Después de las presidenciales hubo una evidente aceleración de los tiempos y las acciones de la Justicia.

Pasadas las legislativas de octubre la velocidad aumentó más, con las prisiones de alto impacto público de Amado Boudou y de Julio De Vido.

Hay una pregunta que puede parecer ingenua, pero no por eso menos válida: ¿la aceleración fue por el cambio de gobierno o porque también el cambio de gobierno marcaba un cambio en la sociedad? Consecuencia de esa pregunta es otra pregunta: ¿cambió la Justicia?

Entre tanto blanqueo en la economía y otros, la Justicia blanquea ahora la corrupción. Pero la Justicia debe un blanqueo propio expresado por sus propios actores: ¿qué pasó para ese cambio?

Hay argumentos para explicarlo si este existe. Por ejemplo, que desde el anterior gobierno se habría entorpecido la investigación, negando o demorando información.

Esa es sólo una parte de la verdad. La otra es que una porción de la Justicia sintonizaba con la música del poder.

De todos modos, este blanqueo de la corrupción es más que bienvenido, necesario.

En las numerosas causas en trámite aparece en toda su obscena dimensión. En buena parte de la sociedad el veredicto fue dado, pero se espera su confirmación judicial aun de parte de jueces con conducta visiblemente variable.

Fallar concretamente salva una parte de la deuda. Pero las sanciones sólo mejorarán en parte la credibilidad que necesita el país de la Justicia. La otra parte corresponde a la conducta del Poder Judicial frente al poder.
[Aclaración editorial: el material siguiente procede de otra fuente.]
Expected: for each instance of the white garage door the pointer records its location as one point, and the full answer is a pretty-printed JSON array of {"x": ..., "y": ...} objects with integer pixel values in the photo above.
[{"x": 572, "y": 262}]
La pregunta ingenua del principio inquiere sobre la influencia de la política y el cambio en la sociedad. Si en la respuesta pesa más lo primero, nada asegura que poco o nada se haya modificado la cultura en lo profundo.

Pero si los jueces han advertido un cambio social, este ha sido también percibido por otros poderes. El Congreso se rindió ante el pedido del juez y le quitó los fueros al ex ministro De Vido.

El kirchnerismo no se había rendido ni ante fallos de la Corte, que desoyó y no cumplió (fiscal de Santa Cruz). La ausencia en el debate por De Vido tiene que ver con aquella conducta como también no afrontar un debate espinoso sobre la corrupción de sus miembros más conspicuos. Las cartas de furia de De Vido son porque lo dejaron solo.

Boudou ya se acostumbró a ese estado: también lo abandonaron a su suerte. Antes Cristina había echado al procurador, al juez y al fiscal para salvarlo.

El castigo electoral al kirchnerismo empezó hace cuatro años. Su apuesta fue continuar. Hasta que se confirmó su derrota, esa apuesta movió la espera de no pocos jueces.

A dos años y casi diez meses de la muerte del fiscal Nisman, se la investiga como asesinato.

El Ejecutivo dice que no interviene en la Justicia si no es con las facultades que le otorga la República, no el poder, que desde mucho se ha corporizado en la Rosada.

Esa prescindencia que subraya el poder político no puede, por toda la historia, eliminar de golpe la suspicacia, cuando no la sospecha lisa y llana, alimentada por los propios afectados que quieren presentarse como perseguidos para camuflar su corrupción.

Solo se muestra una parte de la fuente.